ERS 2018

  • Aanvrager: Mevrouw L.E.M. Kistemaker

Congresbezoek ERS 2018 periode 15 september 2018 t/m 19 september 2018 Betrokken project Posterpresentatie "Allergen-induced BDNF expression and neuronal remodeling contributes to airway hyperresponsiveness".

Long-acting anticholinergic drugs have recently been established as effective bronchodilators in asthma (1, 2). This underscores the importance of the cholinergic tone in asthma, which is the predominant driver of neurally mediated bronchoconstriction. It is generally accepted that cholinergic tone is increased in asthma. However, the mechanisms underlying an increased cholinergic tone have only partly been resolved and it is unknown how chronic asthma affects airway nerve structure. It is known that the expression of neurotrophins, which are growth factors for neurons, is increased in asthmatic patients. In particular the neurotrophin brain-derived neurotrophic factor (BDNF) is relevant, as the expression is increased in asthmatic airways (3) and in animal models of asthma (4), and there are genetic associations of the BDNF gene with asthma, further highlighting the relevance of BDNF in asthma (5). We hypothesize that the expression of BDNF is increased, which promotes remodeling of the airway nervous system and contributes to airway hyperresponsiveness (AHR).

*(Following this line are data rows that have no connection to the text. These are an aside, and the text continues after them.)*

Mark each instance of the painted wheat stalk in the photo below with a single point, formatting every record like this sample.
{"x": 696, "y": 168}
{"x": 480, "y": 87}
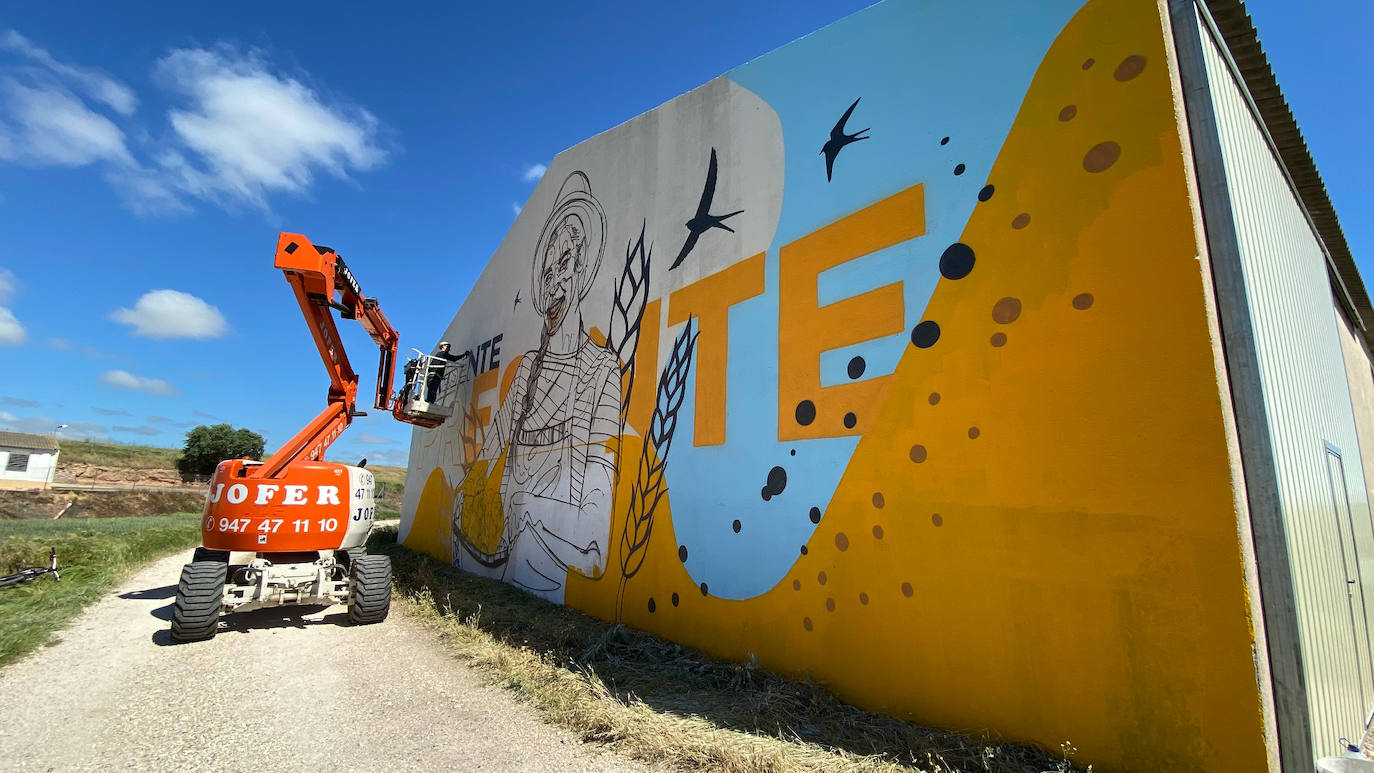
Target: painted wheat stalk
{"x": 653, "y": 457}
{"x": 628, "y": 313}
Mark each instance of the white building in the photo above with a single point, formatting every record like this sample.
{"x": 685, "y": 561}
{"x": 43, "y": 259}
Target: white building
{"x": 26, "y": 462}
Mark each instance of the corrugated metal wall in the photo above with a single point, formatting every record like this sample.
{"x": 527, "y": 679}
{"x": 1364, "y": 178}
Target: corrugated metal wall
{"x": 1321, "y": 477}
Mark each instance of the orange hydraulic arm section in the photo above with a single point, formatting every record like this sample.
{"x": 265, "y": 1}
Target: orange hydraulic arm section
{"x": 322, "y": 284}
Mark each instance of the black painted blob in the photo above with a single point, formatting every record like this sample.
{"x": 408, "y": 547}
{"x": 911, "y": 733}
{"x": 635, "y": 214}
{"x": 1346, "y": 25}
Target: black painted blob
{"x": 856, "y": 367}
{"x": 956, "y": 261}
{"x": 925, "y": 335}
{"x": 776, "y": 482}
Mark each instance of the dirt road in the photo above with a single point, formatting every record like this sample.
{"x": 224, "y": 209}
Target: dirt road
{"x": 275, "y": 691}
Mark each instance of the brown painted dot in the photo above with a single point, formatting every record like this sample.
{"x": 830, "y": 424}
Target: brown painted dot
{"x": 1130, "y": 67}
{"x": 1006, "y": 310}
{"x": 1101, "y": 157}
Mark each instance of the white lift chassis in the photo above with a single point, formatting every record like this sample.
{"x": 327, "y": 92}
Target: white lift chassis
{"x": 219, "y": 582}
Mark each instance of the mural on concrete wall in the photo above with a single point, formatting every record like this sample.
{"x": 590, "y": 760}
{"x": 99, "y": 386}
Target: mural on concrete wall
{"x": 926, "y": 409}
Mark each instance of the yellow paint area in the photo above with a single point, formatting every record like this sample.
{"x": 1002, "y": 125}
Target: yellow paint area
{"x": 1036, "y": 532}
{"x": 805, "y": 328}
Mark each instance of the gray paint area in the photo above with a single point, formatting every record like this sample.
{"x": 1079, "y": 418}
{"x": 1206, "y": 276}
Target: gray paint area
{"x": 1312, "y": 423}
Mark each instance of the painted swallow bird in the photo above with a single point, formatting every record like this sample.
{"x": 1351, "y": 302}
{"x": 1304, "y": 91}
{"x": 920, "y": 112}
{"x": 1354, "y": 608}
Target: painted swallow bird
{"x": 838, "y": 139}
{"x": 704, "y": 221}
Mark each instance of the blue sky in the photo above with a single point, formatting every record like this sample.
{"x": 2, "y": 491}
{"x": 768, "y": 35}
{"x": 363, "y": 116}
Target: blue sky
{"x": 150, "y": 153}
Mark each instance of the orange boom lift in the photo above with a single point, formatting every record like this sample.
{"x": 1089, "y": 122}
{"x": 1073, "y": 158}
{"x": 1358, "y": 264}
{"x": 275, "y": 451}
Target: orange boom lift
{"x": 291, "y": 529}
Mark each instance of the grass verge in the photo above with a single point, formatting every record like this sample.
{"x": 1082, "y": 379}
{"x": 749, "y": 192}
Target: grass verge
{"x": 118, "y": 455}
{"x": 664, "y": 703}
{"x": 94, "y": 555}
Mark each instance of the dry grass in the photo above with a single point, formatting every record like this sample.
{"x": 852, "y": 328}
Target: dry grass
{"x": 667, "y": 705}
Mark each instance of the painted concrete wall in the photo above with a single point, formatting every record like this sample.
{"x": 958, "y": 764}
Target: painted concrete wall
{"x": 885, "y": 359}
{"x": 40, "y": 468}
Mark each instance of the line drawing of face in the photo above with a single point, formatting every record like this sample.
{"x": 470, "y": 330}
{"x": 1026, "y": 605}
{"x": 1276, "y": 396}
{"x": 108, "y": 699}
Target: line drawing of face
{"x": 559, "y": 269}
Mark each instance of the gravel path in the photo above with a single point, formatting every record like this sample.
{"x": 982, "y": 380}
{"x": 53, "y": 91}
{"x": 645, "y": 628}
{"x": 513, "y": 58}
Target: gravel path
{"x": 276, "y": 689}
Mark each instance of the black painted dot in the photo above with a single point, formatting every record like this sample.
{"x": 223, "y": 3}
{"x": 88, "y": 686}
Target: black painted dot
{"x": 925, "y": 335}
{"x": 956, "y": 261}
{"x": 856, "y": 367}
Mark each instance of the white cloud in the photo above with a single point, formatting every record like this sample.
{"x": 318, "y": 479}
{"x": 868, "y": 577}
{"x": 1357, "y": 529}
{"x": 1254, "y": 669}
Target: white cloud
{"x": 140, "y": 430}
{"x": 47, "y": 125}
{"x": 94, "y": 83}
{"x": 11, "y": 332}
{"x": 124, "y": 379}
{"x": 171, "y": 313}
{"x": 248, "y": 132}
{"x": 46, "y": 426}
{"x": 533, "y": 172}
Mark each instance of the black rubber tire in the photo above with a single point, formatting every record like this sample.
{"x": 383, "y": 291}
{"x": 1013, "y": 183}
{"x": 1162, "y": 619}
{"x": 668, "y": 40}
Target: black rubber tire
{"x": 208, "y": 555}
{"x": 371, "y": 596}
{"x": 199, "y": 595}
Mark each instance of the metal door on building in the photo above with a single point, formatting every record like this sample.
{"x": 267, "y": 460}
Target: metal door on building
{"x": 1358, "y": 632}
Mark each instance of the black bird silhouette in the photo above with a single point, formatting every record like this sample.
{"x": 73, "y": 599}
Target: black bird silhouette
{"x": 838, "y": 139}
{"x": 704, "y": 221}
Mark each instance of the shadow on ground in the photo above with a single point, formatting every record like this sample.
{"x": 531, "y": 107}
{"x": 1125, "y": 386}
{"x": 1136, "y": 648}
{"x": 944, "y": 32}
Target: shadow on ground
{"x": 257, "y": 621}
{"x": 673, "y": 678}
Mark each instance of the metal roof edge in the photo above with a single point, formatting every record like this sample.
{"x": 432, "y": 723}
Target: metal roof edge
{"x": 1242, "y": 41}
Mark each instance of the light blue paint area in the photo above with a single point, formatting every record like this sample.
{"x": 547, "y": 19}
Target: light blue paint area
{"x": 924, "y": 70}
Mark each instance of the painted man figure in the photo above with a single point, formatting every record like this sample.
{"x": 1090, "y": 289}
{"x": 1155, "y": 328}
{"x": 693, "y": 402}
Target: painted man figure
{"x": 557, "y": 420}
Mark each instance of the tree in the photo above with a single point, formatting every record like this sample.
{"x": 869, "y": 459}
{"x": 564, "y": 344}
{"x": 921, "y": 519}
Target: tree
{"x": 206, "y": 446}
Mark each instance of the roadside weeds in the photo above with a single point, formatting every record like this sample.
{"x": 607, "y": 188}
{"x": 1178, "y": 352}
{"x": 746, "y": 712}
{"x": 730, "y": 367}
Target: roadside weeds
{"x": 667, "y": 705}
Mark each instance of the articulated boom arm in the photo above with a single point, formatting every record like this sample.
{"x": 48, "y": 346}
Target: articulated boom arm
{"x": 322, "y": 284}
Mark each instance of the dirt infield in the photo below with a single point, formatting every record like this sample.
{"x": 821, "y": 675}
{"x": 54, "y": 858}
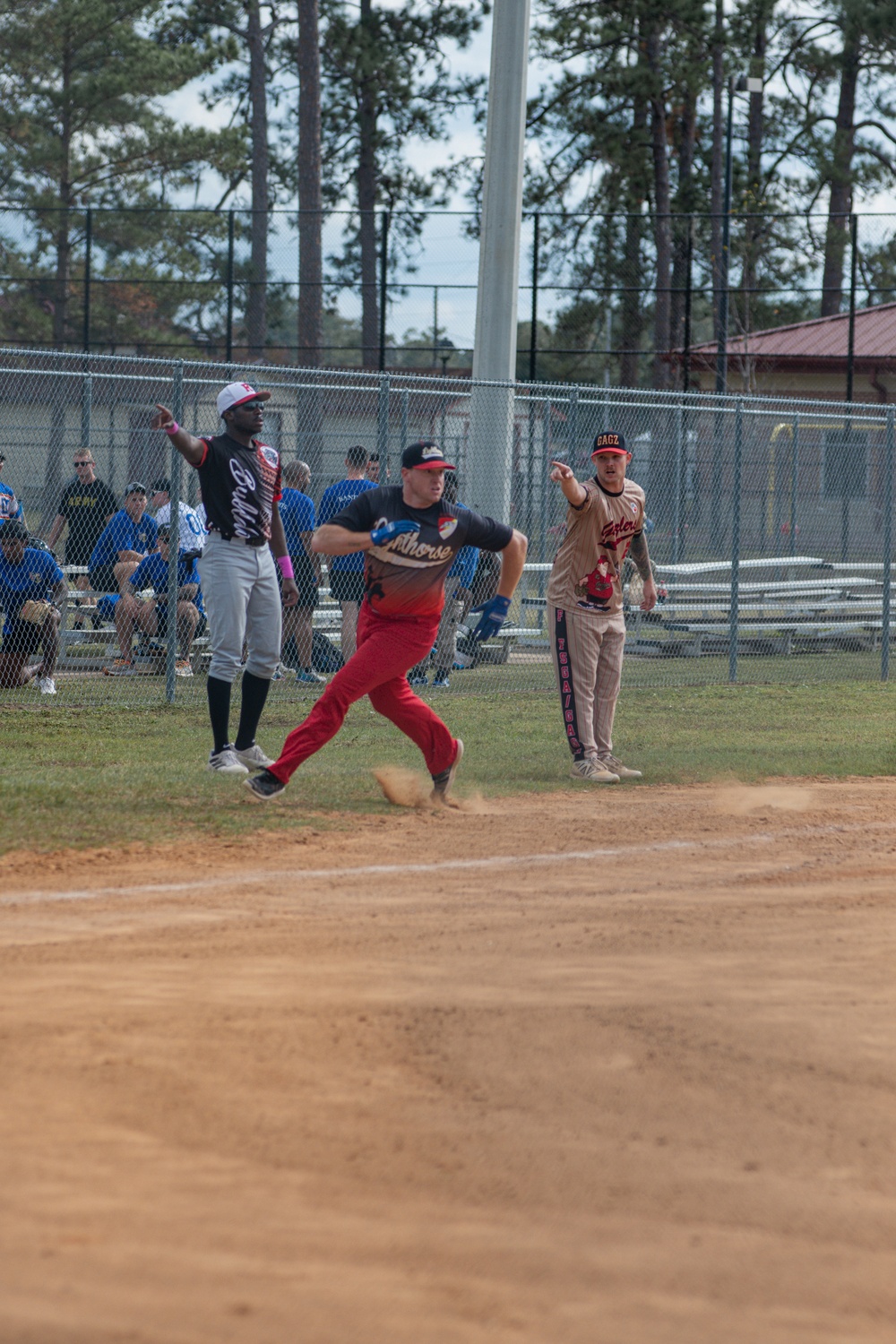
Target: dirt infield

This was investigated using animal models of asthma. Wild type and TrkB knock-in mice (the receptor for BDNF) were sensitized to ovalbumin (OA) and challenged acutely or chronically with OA. AHR to methacholine (MCh) was assessed in vivo in control and vagotomized animals and ex vivo in lung slices using MCh and vagal electrical field stimulation (EFS). Expression of the neuronal markers PGP9.5 and neurofilament, eosinophil number and smooth muscle mass were assessed by histology and Western Blot, and BDNF expression by ELISA.

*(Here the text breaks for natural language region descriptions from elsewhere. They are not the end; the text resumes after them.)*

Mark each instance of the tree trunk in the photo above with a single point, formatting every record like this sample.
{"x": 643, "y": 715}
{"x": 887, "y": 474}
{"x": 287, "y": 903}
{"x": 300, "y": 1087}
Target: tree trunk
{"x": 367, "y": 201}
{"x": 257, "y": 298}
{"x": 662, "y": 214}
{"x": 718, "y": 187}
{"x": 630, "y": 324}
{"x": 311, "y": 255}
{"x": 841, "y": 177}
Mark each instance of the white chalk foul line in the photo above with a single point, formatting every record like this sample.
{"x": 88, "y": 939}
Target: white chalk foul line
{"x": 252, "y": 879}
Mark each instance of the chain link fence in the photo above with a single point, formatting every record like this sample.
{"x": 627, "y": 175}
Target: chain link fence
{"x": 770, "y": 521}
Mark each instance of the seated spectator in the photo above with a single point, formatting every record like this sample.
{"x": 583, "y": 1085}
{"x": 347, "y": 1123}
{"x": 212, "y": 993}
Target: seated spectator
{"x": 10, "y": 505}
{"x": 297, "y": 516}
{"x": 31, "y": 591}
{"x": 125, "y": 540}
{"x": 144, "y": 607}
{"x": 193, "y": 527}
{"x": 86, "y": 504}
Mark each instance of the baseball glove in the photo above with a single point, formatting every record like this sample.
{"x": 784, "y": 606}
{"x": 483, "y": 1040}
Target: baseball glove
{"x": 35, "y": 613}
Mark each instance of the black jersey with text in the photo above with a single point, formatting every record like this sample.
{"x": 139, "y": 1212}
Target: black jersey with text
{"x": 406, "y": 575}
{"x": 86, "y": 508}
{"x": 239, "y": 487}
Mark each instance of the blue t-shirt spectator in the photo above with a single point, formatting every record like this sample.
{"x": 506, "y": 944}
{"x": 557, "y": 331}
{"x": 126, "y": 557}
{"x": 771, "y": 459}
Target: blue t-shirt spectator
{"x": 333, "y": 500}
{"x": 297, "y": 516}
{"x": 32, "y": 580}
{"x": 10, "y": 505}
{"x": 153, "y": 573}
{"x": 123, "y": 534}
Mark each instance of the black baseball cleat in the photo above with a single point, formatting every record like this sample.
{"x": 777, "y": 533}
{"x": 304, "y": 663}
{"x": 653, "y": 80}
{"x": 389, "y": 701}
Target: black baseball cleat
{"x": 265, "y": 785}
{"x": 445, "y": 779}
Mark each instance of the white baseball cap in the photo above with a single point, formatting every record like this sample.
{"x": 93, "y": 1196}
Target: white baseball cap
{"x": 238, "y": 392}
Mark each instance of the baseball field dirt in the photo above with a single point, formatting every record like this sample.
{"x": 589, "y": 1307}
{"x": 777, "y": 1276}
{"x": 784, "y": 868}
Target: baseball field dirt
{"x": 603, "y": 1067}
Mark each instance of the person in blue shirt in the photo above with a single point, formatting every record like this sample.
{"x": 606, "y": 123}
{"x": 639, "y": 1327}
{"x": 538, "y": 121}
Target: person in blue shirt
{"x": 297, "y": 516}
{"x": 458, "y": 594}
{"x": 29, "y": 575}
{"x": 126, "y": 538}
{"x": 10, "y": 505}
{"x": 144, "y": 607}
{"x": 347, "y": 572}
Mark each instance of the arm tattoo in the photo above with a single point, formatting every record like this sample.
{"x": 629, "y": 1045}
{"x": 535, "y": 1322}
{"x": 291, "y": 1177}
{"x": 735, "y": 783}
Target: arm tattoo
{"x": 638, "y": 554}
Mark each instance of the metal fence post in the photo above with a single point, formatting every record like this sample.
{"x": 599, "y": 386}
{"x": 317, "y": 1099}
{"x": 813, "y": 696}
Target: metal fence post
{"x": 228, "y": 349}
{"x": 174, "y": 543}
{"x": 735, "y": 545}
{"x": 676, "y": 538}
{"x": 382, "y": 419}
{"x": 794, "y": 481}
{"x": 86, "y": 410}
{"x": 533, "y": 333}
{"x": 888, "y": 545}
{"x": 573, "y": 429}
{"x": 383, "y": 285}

Interestingly, chronic, and not acute OA exposure, increased PGP9.5 expression around the airways by 3.3-fold, suggesting that there is increased nerve density in asthma. Similar findings were observed for neurofilament expression assessed by Western Blot. This increased nerve density was associated with AHR, in particular in the chronic model. Thus, OA-induced AHR after acute exposure was not affected by vagotomy, whereas AHR in response to chronic exposure was attenuated. In lung slices, airway narrowing in response to MCh was not altered, whereas the response to EFS was significantly enhanced by OA, suggesting that it is vagally mediated. This was associated with a 1.6-fold increase in BDNF expression in lung tissue. Furthermore, using TrkB mice in which BDNF cannot signal anymore, no
increase in airway nerve density was observed, indicating that BDNF drives the increase in nerves density. In line with this, no AHR was observed in response to EFS in lung slices in TrkB KI mice, in contrast to control animals in which AHR was observed. Remarkably, airway inflammation and smooth muscle remodeling were not affected in TrkB KI mice, suggesting that the neuronal remodeling process occurs independent of that (6).

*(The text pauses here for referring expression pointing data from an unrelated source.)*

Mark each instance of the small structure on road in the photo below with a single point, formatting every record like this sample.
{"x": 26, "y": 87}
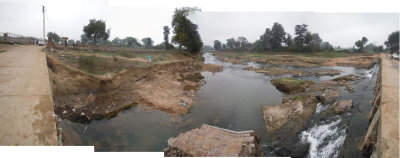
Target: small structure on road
{"x": 213, "y": 141}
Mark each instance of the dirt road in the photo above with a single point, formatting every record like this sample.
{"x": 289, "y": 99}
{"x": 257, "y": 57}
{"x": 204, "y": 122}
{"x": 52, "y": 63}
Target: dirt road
{"x": 26, "y": 110}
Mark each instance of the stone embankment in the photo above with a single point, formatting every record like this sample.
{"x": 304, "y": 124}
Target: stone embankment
{"x": 213, "y": 141}
{"x": 382, "y": 137}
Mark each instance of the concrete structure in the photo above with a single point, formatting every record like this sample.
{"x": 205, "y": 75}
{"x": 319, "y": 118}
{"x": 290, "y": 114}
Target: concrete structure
{"x": 382, "y": 138}
{"x": 213, "y": 141}
{"x": 26, "y": 107}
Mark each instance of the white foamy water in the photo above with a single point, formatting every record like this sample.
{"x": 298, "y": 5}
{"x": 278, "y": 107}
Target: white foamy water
{"x": 320, "y": 107}
{"x": 370, "y": 73}
{"x": 325, "y": 140}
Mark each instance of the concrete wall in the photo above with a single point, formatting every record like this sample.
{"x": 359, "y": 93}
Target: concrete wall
{"x": 382, "y": 137}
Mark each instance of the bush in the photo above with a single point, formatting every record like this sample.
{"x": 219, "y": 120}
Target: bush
{"x": 87, "y": 60}
{"x": 126, "y": 54}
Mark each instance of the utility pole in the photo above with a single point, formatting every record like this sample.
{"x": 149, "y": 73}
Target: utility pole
{"x": 44, "y": 32}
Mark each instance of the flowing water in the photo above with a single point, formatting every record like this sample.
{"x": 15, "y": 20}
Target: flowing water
{"x": 233, "y": 99}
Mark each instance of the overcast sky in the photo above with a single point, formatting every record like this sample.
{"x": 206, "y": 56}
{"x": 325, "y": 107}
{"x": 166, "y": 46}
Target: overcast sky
{"x": 129, "y": 18}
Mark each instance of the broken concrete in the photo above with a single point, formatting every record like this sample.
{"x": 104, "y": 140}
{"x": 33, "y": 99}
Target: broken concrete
{"x": 213, "y": 141}
{"x": 329, "y": 96}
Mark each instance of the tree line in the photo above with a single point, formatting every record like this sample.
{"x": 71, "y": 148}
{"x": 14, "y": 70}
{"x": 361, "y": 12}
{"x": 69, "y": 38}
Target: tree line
{"x": 276, "y": 39}
{"x": 186, "y": 36}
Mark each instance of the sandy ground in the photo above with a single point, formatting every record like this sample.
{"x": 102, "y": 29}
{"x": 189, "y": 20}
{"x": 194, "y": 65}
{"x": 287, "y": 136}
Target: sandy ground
{"x": 26, "y": 109}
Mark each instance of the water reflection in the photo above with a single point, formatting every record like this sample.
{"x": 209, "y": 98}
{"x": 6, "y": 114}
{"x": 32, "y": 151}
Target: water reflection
{"x": 230, "y": 99}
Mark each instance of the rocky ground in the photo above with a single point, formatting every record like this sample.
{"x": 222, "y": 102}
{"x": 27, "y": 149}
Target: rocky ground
{"x": 284, "y": 122}
{"x": 82, "y": 96}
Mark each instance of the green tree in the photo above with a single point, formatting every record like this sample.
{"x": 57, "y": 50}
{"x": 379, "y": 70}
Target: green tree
{"x": 85, "y": 39}
{"x": 71, "y": 42}
{"x": 278, "y": 36}
{"x": 392, "y": 44}
{"x": 315, "y": 41}
{"x": 360, "y": 43}
{"x": 53, "y": 36}
{"x": 96, "y": 29}
{"x": 217, "y": 45}
{"x": 243, "y": 42}
{"x": 147, "y": 42}
{"x": 231, "y": 43}
{"x": 302, "y": 35}
{"x": 266, "y": 40}
{"x": 132, "y": 42}
{"x": 185, "y": 31}
{"x": 288, "y": 40}
{"x": 117, "y": 42}
{"x": 166, "y": 37}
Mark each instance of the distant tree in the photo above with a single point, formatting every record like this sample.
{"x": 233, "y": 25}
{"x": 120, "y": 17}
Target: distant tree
{"x": 288, "y": 40}
{"x": 231, "y": 43}
{"x": 96, "y": 29}
{"x": 147, "y": 42}
{"x": 117, "y": 42}
{"x": 224, "y": 46}
{"x": 53, "y": 36}
{"x": 392, "y": 44}
{"x": 208, "y": 47}
{"x": 132, "y": 42}
{"x": 185, "y": 31}
{"x": 217, "y": 45}
{"x": 266, "y": 40}
{"x": 303, "y": 36}
{"x": 315, "y": 41}
{"x": 71, "y": 42}
{"x": 326, "y": 46}
{"x": 85, "y": 39}
{"x": 166, "y": 37}
{"x": 360, "y": 43}
{"x": 243, "y": 42}
{"x": 278, "y": 36}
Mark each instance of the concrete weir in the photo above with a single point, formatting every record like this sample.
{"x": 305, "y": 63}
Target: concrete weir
{"x": 382, "y": 137}
{"x": 26, "y": 107}
{"x": 213, "y": 141}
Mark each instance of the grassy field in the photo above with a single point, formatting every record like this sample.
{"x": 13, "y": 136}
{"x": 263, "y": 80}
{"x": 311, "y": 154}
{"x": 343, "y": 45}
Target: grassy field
{"x": 110, "y": 61}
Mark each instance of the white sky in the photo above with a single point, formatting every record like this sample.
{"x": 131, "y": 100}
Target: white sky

These results suggest that increased neuronal activity is involved in allergen-induced AHR, in particular in the chronic model, and supports the existence of a remodeling process of the airway nervous system that might be mediated via BDNF (6).
Neuronal remodeling is a novel concept in the field of asthma research. Interestingly, the concept is supported other data presented at the conference and published this month. It was shown by Drake et al. that airway innervation, in particular sensory innervation, and substance P expression were increased in moderate persistent asthmatic patients compared to mild intermittent asthmatic patients and healthy subjects (7). Furthermore, using a mouse model of asthma, the increase in sensory innervation was confirmed and associated with the level of eosinophils (7). In addition, increased sensory nerve density is observed in patient with chronic cough, which is a neuronal reflex mechanism and often associated with asthma (8). Finally, data was presented at ERS demonstrating that maternal exposure to the allergen house dust mite in mice affects sensory airway innervation in the offspring. Thus, acute house dust mite challenge increased sensory innervation in mice of exposed mothers, whereas it did not affect the innervation in mice that were not exposed before. Interestingly, this was associated with airway hyperresponsiveness.
Together, these data suggest that airway nerves undergo remodeling in airway diseases including asthma, which contributes to airway hyperresponsiveness and might be driven by neurotrophins including BDNF. Targeting neuronal remodeling or increased neurotrophin levels holds the potential as a novel treatment option for asthma in the future.